Parece uma alegoria aos dias de hoje, mas não era essa a intenção. Quando paro
o exercício circular, os meus olhos não detectam vestígio da actividade, e essa
é outra alegoria. Faça o que fizer, daqui a um tempo ninguém encontrará sinal
ou pista que conduza ao que fiz, ao que fui, ao que desejei. Não lamento que
seja assim e será mesmo uma boa razão para ficar grato com a ordem do mundo e a
natureza das coisas. A tarde desliza nimbada por uma luz esquiva, sorrateira,
que dardeja a terra a medo, como se também ela temesse a contaminação.

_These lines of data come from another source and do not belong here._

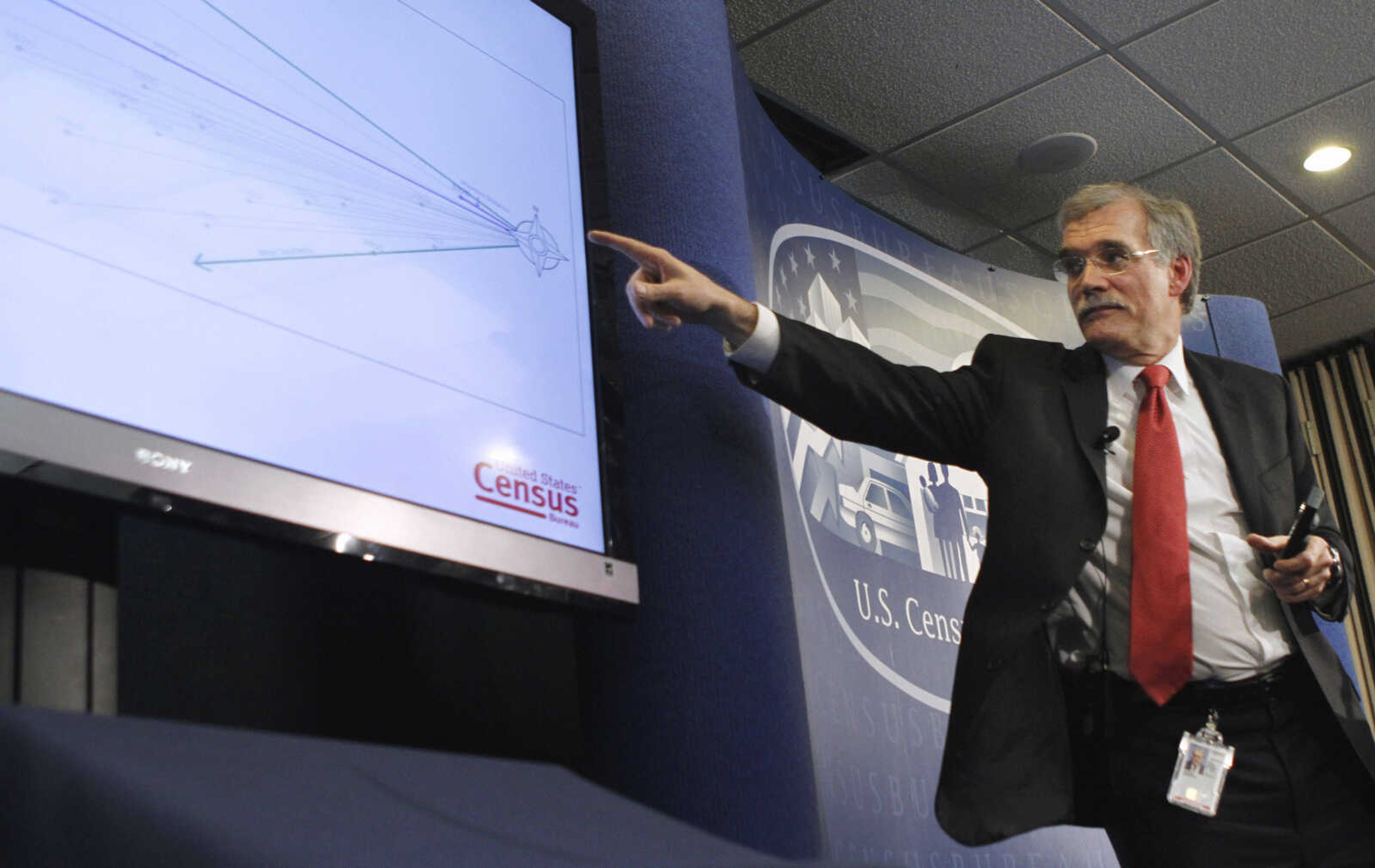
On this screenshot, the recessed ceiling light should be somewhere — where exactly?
[1018,132,1099,175]
[1303,144,1352,172]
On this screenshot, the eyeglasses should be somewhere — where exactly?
[1051,247,1159,283]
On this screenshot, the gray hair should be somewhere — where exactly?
[1056,183,1203,314]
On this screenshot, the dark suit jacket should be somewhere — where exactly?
[737,318,1375,843]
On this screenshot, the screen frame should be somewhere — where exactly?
[0,0,640,607]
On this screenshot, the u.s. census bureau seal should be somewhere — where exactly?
[769,223,1031,713]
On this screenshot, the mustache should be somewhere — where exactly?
[1074,299,1126,322]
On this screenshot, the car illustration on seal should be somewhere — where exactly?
[836,476,917,554]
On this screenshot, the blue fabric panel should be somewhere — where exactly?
[1207,296,1280,374]
[1191,296,1356,680]
[579,0,820,855]
[0,707,784,868]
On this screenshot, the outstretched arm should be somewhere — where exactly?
[587,230,759,347]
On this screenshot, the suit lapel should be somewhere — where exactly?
[1061,344,1108,490]
[1184,352,1267,527]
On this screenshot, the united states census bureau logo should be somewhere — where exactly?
[769,224,1030,711]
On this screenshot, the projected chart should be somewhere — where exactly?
[0,0,601,548]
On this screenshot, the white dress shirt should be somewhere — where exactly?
[1051,341,1294,681]
[726,305,1294,681]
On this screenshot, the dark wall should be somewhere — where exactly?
[118,516,582,762]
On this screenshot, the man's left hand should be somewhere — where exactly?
[1246,534,1332,603]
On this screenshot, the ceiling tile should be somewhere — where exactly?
[1020,214,1060,253]
[741,0,1096,150]
[1270,283,1375,362]
[726,0,817,43]
[1122,0,1375,138]
[964,235,1052,279]
[1235,82,1375,212]
[1327,195,1375,261]
[1050,0,1213,43]
[1137,147,1303,257]
[892,57,1213,227]
[1202,221,1375,318]
[835,161,998,250]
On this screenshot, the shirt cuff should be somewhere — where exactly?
[722,301,778,373]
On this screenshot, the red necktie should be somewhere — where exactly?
[1129,365,1193,706]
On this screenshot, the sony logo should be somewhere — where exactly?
[133,448,191,473]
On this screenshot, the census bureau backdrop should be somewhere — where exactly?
[737,54,1342,867]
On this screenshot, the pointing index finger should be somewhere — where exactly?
[587,230,661,268]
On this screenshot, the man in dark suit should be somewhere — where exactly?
[591,184,1375,865]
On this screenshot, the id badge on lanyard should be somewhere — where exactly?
[1164,710,1236,817]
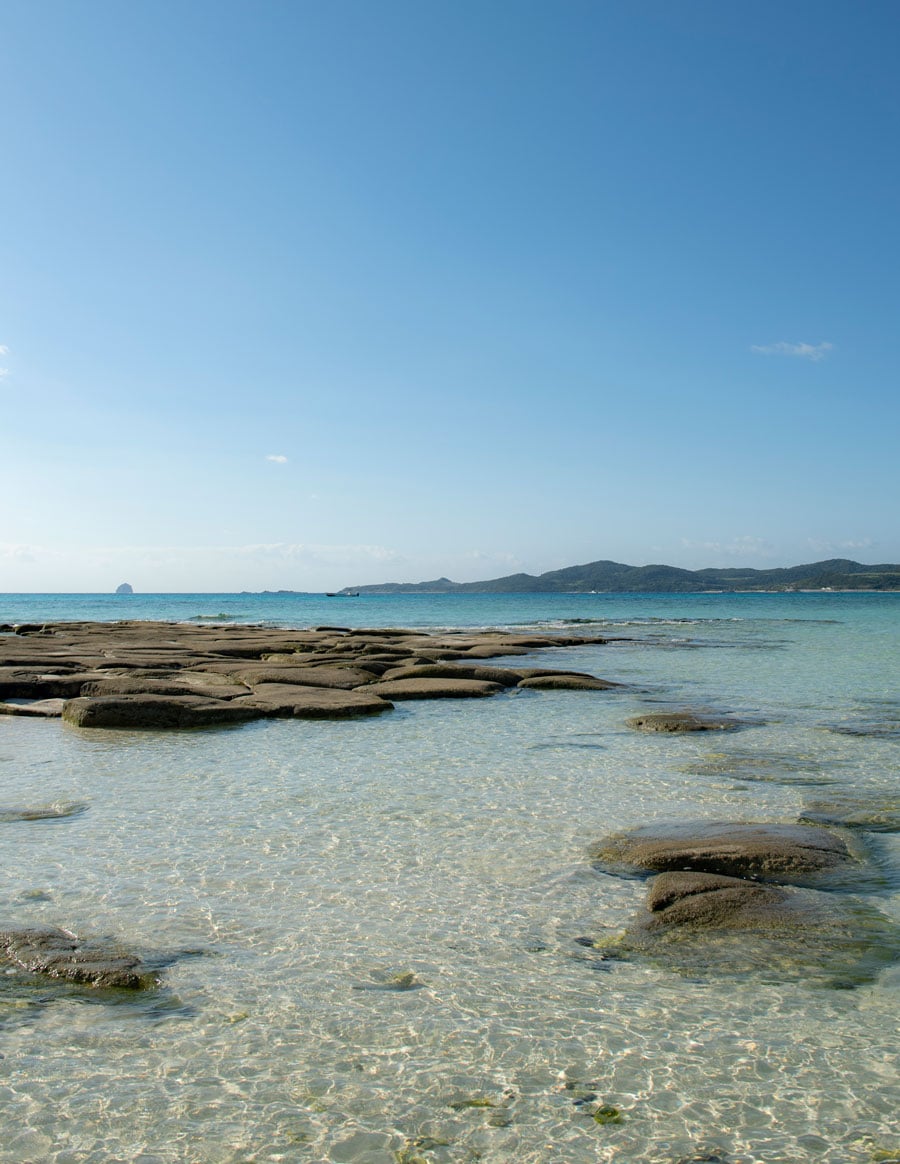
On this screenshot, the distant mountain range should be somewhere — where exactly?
[340,558,900,595]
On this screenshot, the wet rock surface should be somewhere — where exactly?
[594,821,857,885]
[596,873,900,989]
[595,822,900,988]
[0,801,87,824]
[0,925,158,991]
[0,622,617,730]
[626,711,744,734]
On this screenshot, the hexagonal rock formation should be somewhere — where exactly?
[594,821,856,885]
[63,695,257,728]
[0,925,158,991]
[367,679,503,700]
[0,622,614,729]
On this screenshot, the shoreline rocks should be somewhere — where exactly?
[625,711,744,734]
[594,821,857,885]
[594,822,900,988]
[0,620,619,730]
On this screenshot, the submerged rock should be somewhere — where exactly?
[680,752,835,787]
[0,801,87,824]
[594,821,857,885]
[800,789,900,832]
[358,679,503,700]
[0,925,158,991]
[518,674,622,691]
[625,711,744,733]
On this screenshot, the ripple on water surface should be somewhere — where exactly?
[0,605,900,1164]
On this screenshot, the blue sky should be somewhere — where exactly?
[0,0,900,591]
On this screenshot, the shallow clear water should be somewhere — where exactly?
[0,595,900,1164]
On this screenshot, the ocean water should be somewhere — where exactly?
[0,594,900,1164]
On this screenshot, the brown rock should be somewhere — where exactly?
[0,700,65,719]
[383,662,519,687]
[647,873,788,928]
[625,711,743,733]
[518,675,622,691]
[235,683,394,719]
[0,925,158,989]
[63,695,260,728]
[211,663,371,691]
[595,822,855,885]
[367,679,503,700]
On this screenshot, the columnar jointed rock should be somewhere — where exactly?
[0,622,616,729]
[0,925,158,991]
[586,823,900,987]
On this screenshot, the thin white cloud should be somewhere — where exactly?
[750,341,834,363]
[681,534,774,558]
[807,538,878,554]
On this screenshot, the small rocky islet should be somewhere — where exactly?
[0,622,619,729]
[593,819,900,988]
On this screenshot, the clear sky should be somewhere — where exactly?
[0,0,900,591]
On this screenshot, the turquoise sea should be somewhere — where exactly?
[0,592,900,1164]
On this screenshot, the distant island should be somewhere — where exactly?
[340,558,900,595]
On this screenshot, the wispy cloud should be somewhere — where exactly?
[681,534,774,558]
[750,341,834,363]
[807,538,878,554]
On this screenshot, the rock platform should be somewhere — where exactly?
[0,620,618,730]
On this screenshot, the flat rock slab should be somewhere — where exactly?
[0,616,608,729]
[0,927,158,991]
[0,698,65,719]
[625,711,743,734]
[601,872,900,988]
[594,822,857,885]
[518,675,622,691]
[382,662,522,687]
[215,663,371,691]
[235,683,394,719]
[367,679,503,700]
[0,801,87,824]
[646,872,788,928]
[63,695,260,728]
[80,675,250,700]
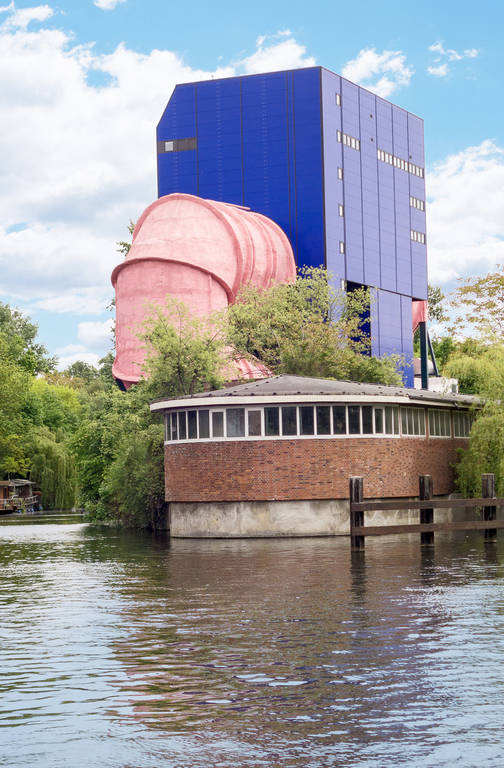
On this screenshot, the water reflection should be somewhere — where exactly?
[0,519,504,768]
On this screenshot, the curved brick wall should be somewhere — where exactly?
[165,437,467,502]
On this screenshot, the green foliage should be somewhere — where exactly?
[0,302,56,374]
[225,268,401,384]
[140,297,226,398]
[116,219,135,258]
[451,264,504,342]
[456,402,504,497]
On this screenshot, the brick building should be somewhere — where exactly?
[151,376,474,537]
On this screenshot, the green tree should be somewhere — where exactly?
[451,264,504,341]
[226,268,401,384]
[0,302,56,374]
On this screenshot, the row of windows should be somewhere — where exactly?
[165,405,472,440]
[377,149,424,179]
[411,229,425,245]
[336,131,360,152]
[158,136,197,155]
[410,195,425,211]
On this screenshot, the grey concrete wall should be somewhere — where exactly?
[169,499,452,538]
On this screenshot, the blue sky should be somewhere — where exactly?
[0,0,504,365]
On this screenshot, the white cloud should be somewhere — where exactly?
[427,42,479,77]
[56,344,103,371]
[235,29,316,75]
[0,3,54,30]
[0,15,314,328]
[427,64,448,77]
[341,48,414,99]
[77,319,114,351]
[94,0,126,11]
[426,140,504,287]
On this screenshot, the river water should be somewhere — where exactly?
[0,516,504,768]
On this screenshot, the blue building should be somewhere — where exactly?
[157,67,427,386]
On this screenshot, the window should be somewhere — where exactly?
[410,195,425,211]
[336,131,360,152]
[410,229,425,245]
[212,411,224,437]
[247,410,262,437]
[348,405,360,435]
[178,411,187,440]
[333,405,346,435]
[299,405,315,435]
[187,411,198,440]
[316,405,331,435]
[226,408,245,437]
[264,408,280,436]
[401,408,425,435]
[362,405,373,435]
[282,405,297,435]
[429,408,451,437]
[158,136,197,155]
[453,411,472,437]
[198,410,210,440]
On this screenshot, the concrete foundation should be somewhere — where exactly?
[163,499,452,538]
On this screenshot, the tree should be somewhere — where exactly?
[225,268,401,384]
[451,264,504,341]
[140,297,226,398]
[0,302,56,374]
[116,219,136,258]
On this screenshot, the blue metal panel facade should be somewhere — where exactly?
[157,67,427,385]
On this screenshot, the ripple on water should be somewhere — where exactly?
[0,517,504,768]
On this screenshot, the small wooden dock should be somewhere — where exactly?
[350,474,504,550]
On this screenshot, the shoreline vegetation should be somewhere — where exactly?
[0,268,504,527]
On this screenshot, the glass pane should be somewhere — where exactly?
[348,405,360,435]
[179,411,187,440]
[392,408,399,435]
[198,411,210,439]
[248,411,261,437]
[212,411,224,437]
[187,411,198,440]
[264,408,280,435]
[362,405,373,435]
[282,405,297,435]
[333,405,346,435]
[317,405,331,435]
[299,405,315,435]
[385,406,393,435]
[226,408,245,437]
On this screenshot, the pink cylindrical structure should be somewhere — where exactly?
[112,193,296,387]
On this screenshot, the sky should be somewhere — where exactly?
[0,0,504,368]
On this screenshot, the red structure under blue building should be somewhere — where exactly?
[157,67,427,386]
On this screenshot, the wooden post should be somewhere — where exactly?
[350,477,364,549]
[418,475,434,544]
[481,474,497,541]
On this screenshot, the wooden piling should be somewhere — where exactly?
[350,477,364,549]
[481,474,497,541]
[418,475,434,544]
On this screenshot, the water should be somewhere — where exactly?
[0,516,504,768]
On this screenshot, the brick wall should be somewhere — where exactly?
[165,437,467,502]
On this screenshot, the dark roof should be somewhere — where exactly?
[153,374,478,405]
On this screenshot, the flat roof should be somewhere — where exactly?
[151,374,480,411]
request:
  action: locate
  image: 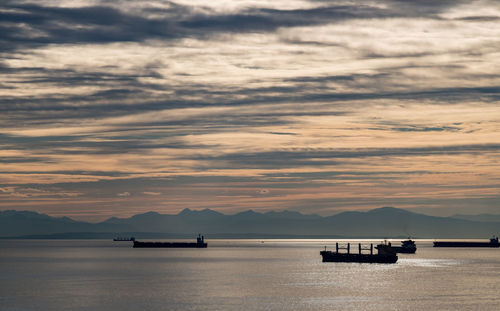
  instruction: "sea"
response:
[0,239,500,311]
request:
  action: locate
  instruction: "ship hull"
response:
[434,242,500,247]
[391,246,417,254]
[320,251,398,263]
[134,241,208,248]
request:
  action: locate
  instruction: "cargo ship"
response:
[133,234,208,248]
[434,236,500,247]
[389,239,417,254]
[320,243,398,263]
[113,237,135,242]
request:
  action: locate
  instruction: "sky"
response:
[0,0,500,221]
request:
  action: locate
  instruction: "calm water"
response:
[0,240,500,311]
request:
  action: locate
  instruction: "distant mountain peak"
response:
[177,207,192,215]
[368,206,411,213]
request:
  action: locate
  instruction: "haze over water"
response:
[0,240,500,311]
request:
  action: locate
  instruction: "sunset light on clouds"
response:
[0,0,500,221]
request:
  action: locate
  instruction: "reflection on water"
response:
[0,240,500,311]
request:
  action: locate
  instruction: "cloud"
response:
[0,0,500,216]
[143,191,161,196]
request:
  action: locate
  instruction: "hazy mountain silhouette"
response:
[451,214,500,222]
[0,207,500,238]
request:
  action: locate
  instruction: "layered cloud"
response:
[0,0,500,218]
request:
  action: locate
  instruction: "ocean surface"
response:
[0,240,500,311]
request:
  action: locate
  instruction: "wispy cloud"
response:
[0,0,500,219]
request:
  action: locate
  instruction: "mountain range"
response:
[0,207,500,239]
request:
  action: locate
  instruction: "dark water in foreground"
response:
[0,240,500,311]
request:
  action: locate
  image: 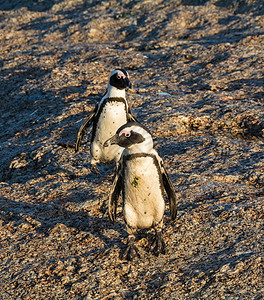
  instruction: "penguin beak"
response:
[104,134,119,147]
[127,78,132,89]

Cresceram muito as árvores do pequeno bosque da escola aqui ao lado, erguem-se
para os céus, mas não rogam por nós, ou será que o fazem e nós não sabemos
escutar? Abri a porta da varanda e entrou uma mosca. Parece perdida, voando
para aqui e para ali, como se a sua bússola se tivesse desregulado. Hoje estou
com uma forte inclinação para o discurso alegórico. Melhor era o tempo em que
as hipérboles me ocupavam o espírito e desse modo me entregava a discursos
fantasiosos, onde o exagero expandia os textos para ocultar o grande vazio que
há em mim. Estou mais contido. Hoje participei em duas reuniões virtuais e
ainda me espera uma terceira. Sou para mim mesmo uma imagem virtual, uma
fotografia de passe inquieta no canto de um computador. Mal frequento a
televisão, como é hábito, e sou frugal nas notícias, há que evitar a realidade.
Hoje é sexta-feira, dia 27 de Março. Vou a uma dessas aplicações que
virtualizam o mundo e imploro, como se distribuísse imperativos, um vídeo do
meu neto. Vou desenhar mais espirais.